Giuliani's relationship with the museum is, like Charles Saatchi's, symbiotic: The museum gets visitors and publicity it would not otherwise have attracted, and the mayor scores points with the Catholics and social conservatives whose support he will need in his Senate campaign.

The city's "scam" theory, of course, is merely a pretext, like the claim that banning unaccompanied minors from "Sensation" would violate the museum's lease. The real reason Giuliani is angry at the museum is his belief that taxpayers should not be forced to support a display that offends their religious sensibilities.

As the mayor put it at the beginning of this controversy, "You don't have a right to a government subsidy for desecrating somebody else's religion….If somebody wants to do that privately and pay for it privately, that's what the First Amendment is all about. But to have the government subsidize something like that is outrageous."

Because the constitutional issues raised by this case are unsettled, the city has tried to bolster its legal position by shifting attention from feelings of outrage to charges of "hucksterism" and lease violations. But these are red herrings.

The city's lawyers are not the only ones who seem disingenuous. The creator of "The Holy Virgin Mary," the painting Giuliani has condemned as a form of "Catholic bashing," acts as if he is perplexed by the anger his work has provoked.

The British artist Chris Ofili says the elephant dung (a material he often uses in his work) is a symbol of his African heritage, not an insult to Catholicism. It's not clear what the pictures of vaginas and buttocks, which he cut out of pornographic magazines and pasted around his portrait of the Madonna, are supposed to represent.

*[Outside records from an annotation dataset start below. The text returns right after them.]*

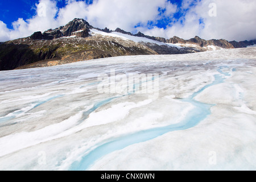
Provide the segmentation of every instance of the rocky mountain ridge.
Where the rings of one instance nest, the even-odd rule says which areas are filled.
[[[0,43],[0,71],[124,55],[189,53],[251,43],[205,40],[198,36],[189,40],[176,36],[166,39],[140,32],[134,35],[119,28],[115,31],[95,28],[76,18],[54,30]]]

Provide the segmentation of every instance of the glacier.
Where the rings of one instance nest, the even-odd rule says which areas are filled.
[[[255,61],[250,47],[0,72],[0,169],[255,170]],[[158,97],[99,92],[112,70],[159,75]]]

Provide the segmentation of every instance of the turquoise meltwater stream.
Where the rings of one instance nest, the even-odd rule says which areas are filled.
[[[97,160],[114,151],[122,150],[132,144],[150,140],[168,132],[186,130],[196,126],[210,114],[210,107],[213,105],[195,101],[194,98],[206,88],[222,83],[224,81],[225,78],[222,76],[229,76],[229,73],[223,72],[221,69],[224,68],[224,67],[219,68],[217,71],[220,74],[214,75],[215,79],[212,84],[205,86],[188,98],[181,100],[183,102],[192,104],[195,107],[181,122],[164,127],[127,134],[115,138],[110,138],[107,141],[104,141],[94,146],[94,149],[90,149],[86,151],[86,154],[82,158],[81,160],[74,162],[69,168],[69,170],[87,170]],[[232,71],[235,71],[234,69],[232,69]]]

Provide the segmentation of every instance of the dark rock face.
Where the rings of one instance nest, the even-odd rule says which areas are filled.
[[[224,39],[211,39],[209,40],[205,40],[201,39],[198,36],[196,36],[194,38],[190,39],[189,40],[184,40],[178,38],[177,36],[174,36],[167,40],[169,43],[177,44],[177,43],[192,43],[199,46],[201,47],[207,47],[208,46],[214,46],[220,47],[224,48],[233,48],[234,47],[229,42]]]
[[[256,39],[250,40],[250,41],[245,40],[245,41],[241,41],[241,42],[236,42],[236,41],[234,40],[234,41],[229,42],[229,43],[231,44],[232,44],[234,48],[242,48],[242,47],[246,47],[247,46],[253,46],[254,44],[256,44]]]
[[[30,39],[32,40],[41,40],[43,38],[43,36],[41,32],[35,32],[30,36]]]
[[[61,26],[55,30],[48,30],[43,34],[36,32],[30,36],[31,40],[52,40],[63,36],[76,35],[77,37],[88,37],[92,27],[86,21],[82,19],[76,18],[65,26]]]
[[[0,71],[13,69],[20,66],[31,68],[55,65],[110,56],[189,53],[205,51],[208,48],[210,49],[207,48],[209,46],[234,48],[256,43],[256,40],[240,42],[229,42],[224,39],[205,40],[197,36],[189,40],[177,36],[166,39],[145,35],[141,32],[133,35],[119,28],[114,31],[160,42],[192,44],[191,47],[185,46],[178,48],[147,41],[135,43],[111,36],[90,36],[89,32],[92,28],[108,33],[113,32],[106,27],[104,30],[94,28],[82,19],[75,19],[65,26],[54,30],[49,29],[43,33],[36,32],[28,38],[0,43]],[[71,38],[72,36],[75,37]]]
[[[133,35],[133,34],[131,34],[131,32],[126,32],[126,31],[124,31],[123,30],[122,30],[119,28],[117,28],[117,29],[115,29],[114,32],[119,32],[119,33],[122,33],[123,34]]]

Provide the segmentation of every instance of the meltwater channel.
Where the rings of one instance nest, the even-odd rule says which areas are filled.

"The people who are attacking the painting are attacking their own interpretation, not mine," Ofili told The New York Times. "You never know what's going to offend people." It turns out that some people are so touchy that they object to the juxtaposition of pornography and fecal matter with a revered religious figure.

The Times abetted Ofili's innocent pose by emphasizing that he is a Catholic, as if that proves he could not possibly have meant to cause offense. What it really proves is that, whatever private meaning he assigned to his work, he must have known how it would be received.

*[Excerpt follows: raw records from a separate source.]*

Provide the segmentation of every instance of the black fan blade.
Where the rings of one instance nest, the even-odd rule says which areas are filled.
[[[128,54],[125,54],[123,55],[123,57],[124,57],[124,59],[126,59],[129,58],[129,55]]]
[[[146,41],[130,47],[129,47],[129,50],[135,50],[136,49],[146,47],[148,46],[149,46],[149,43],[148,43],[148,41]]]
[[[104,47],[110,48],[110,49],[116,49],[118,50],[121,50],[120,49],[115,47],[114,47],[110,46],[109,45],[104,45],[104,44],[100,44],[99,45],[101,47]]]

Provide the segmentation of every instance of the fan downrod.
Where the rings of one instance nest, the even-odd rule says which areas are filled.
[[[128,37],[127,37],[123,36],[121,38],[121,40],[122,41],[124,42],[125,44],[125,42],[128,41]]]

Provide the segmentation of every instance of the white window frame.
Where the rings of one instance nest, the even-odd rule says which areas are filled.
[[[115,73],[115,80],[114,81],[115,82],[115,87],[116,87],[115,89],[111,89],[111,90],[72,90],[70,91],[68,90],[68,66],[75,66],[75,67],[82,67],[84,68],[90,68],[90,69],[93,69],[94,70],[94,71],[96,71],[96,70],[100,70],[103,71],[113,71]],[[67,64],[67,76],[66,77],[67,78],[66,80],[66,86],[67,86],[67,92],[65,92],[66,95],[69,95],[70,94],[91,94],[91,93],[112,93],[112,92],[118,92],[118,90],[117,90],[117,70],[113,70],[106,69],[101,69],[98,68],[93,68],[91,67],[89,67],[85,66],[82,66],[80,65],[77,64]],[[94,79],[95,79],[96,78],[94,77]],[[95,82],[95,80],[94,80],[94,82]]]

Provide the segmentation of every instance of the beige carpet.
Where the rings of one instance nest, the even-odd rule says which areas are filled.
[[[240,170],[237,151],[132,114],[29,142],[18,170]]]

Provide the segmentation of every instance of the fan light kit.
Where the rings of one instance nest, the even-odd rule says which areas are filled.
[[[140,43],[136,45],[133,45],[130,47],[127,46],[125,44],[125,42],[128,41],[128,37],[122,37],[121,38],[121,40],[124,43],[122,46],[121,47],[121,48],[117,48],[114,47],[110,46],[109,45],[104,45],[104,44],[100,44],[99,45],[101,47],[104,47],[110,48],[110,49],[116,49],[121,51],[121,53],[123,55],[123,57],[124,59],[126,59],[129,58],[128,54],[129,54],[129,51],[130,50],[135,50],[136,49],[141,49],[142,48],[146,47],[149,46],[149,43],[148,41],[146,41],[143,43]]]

The Brooklyn Museum certainly knew what it was doing. Promotional material for "Sensation" brags about the show's potential to upset people. "The contents of this exhibition may cause shock, vomiting, confusion, panic, euphoria and anxiety," it archly warns. "If you suffer from high blood pressure, a nervous disorder or palpitations, you should consult your doctor."

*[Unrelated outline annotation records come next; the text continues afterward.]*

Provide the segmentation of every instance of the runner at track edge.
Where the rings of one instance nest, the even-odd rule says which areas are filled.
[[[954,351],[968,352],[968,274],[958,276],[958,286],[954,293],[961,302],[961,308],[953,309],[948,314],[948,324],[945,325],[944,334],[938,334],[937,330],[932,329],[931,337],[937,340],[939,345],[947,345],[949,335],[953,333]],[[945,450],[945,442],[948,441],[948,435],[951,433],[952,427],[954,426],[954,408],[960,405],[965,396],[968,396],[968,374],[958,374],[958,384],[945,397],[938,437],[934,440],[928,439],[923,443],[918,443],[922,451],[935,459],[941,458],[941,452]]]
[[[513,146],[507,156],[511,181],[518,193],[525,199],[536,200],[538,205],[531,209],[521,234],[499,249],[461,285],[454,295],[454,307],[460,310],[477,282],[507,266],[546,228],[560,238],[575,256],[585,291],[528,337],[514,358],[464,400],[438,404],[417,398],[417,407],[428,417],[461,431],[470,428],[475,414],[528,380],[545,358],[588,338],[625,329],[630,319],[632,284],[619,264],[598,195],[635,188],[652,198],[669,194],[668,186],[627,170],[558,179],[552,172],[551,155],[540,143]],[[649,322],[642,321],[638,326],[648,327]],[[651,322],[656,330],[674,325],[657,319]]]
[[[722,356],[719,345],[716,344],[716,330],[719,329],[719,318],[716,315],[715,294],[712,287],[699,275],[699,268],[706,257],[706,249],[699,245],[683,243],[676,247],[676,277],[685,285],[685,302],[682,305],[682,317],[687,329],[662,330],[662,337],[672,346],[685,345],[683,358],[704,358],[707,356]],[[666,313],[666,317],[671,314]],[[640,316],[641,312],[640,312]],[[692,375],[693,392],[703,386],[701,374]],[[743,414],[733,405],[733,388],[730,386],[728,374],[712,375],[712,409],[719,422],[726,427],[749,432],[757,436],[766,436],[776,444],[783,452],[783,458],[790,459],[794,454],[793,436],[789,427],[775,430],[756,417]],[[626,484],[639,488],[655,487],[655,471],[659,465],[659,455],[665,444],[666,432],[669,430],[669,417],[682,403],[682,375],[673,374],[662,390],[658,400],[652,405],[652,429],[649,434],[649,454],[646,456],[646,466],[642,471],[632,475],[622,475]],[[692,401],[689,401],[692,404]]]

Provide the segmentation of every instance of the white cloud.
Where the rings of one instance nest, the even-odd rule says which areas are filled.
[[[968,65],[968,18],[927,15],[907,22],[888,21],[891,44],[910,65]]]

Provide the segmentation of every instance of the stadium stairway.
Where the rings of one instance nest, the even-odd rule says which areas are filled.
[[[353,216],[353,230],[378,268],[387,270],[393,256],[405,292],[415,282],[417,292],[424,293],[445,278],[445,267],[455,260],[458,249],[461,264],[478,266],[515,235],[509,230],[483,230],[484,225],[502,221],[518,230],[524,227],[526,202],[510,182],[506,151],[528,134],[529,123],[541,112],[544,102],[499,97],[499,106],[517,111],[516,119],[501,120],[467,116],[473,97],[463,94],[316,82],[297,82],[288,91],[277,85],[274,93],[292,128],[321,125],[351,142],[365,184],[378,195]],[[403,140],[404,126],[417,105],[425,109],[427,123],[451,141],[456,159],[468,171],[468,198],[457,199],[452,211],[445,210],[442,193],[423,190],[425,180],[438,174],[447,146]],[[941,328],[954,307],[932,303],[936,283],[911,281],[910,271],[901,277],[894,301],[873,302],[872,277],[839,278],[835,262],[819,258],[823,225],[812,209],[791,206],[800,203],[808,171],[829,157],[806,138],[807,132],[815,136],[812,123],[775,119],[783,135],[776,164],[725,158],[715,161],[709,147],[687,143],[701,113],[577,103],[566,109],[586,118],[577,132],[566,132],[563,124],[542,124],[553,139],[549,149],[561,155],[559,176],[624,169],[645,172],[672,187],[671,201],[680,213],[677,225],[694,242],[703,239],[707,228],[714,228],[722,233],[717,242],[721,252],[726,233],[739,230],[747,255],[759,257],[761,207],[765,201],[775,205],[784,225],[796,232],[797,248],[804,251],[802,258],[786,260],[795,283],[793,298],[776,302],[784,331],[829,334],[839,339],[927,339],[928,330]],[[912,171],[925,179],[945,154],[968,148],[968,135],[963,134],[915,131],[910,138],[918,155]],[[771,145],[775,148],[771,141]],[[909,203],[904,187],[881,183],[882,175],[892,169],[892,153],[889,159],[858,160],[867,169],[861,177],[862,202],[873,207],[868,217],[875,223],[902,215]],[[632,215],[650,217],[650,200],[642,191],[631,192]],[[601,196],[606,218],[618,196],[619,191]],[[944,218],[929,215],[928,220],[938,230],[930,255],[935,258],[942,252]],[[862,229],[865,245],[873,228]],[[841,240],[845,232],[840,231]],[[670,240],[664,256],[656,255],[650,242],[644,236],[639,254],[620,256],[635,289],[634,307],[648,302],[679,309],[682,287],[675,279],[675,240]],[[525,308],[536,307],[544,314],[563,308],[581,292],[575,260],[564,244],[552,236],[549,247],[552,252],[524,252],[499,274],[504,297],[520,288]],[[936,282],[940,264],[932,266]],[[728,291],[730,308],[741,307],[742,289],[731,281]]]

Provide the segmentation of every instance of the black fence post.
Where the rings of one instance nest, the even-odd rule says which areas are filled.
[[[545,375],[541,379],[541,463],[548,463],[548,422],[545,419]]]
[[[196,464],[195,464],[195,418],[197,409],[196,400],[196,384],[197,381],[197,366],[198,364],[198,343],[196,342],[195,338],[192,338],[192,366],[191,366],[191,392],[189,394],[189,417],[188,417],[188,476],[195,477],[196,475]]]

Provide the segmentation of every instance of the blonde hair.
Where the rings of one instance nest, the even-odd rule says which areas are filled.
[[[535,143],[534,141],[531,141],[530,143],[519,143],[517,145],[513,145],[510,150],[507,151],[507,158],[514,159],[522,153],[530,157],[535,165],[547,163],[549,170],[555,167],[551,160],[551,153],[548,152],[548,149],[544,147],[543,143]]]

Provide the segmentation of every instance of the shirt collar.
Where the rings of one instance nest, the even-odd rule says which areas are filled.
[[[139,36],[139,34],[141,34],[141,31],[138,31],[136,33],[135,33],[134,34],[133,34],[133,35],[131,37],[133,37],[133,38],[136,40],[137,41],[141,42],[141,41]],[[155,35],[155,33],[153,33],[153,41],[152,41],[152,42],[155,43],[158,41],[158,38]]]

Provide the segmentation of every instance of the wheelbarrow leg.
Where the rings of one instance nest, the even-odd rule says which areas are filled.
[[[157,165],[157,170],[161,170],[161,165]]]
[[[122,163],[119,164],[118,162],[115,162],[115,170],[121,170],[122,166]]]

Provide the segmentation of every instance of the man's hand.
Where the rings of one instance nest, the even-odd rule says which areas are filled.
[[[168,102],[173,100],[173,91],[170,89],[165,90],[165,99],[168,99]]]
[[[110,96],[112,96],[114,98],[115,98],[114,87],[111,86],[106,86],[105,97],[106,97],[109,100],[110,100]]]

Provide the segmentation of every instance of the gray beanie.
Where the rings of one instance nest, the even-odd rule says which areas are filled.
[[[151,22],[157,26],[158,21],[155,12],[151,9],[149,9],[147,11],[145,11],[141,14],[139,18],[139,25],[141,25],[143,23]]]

The museum probably did not anticipate that the contents of the exhibition could also cause loss of funding from the city, which contributes about a third of the institution's budget. Yet it is hard to take seriously the claim of museum director Arnold Lehman that what he's really worried about is "a commitment to these artists and to the public and to freedom of expression."

The museum's defenders have echoed this theme, depicting the withholding of taxpayer money as an assault on the First Amendment. In a typically overheated diatribe that began by condemning Giuliani's "hysteria," New York Times columnist Bob Herbert likened the mayor's budgetary threat to a 16th-century London ordinance that required official approval of all plays.

A more apt comparison is the indignation of Puritans at the humiliating way they were portrayed in the state-subsidized plays of the 17th century. These religious dissenters felt they should not have to pay for their own denigration–a sentiment many New Yorkers share.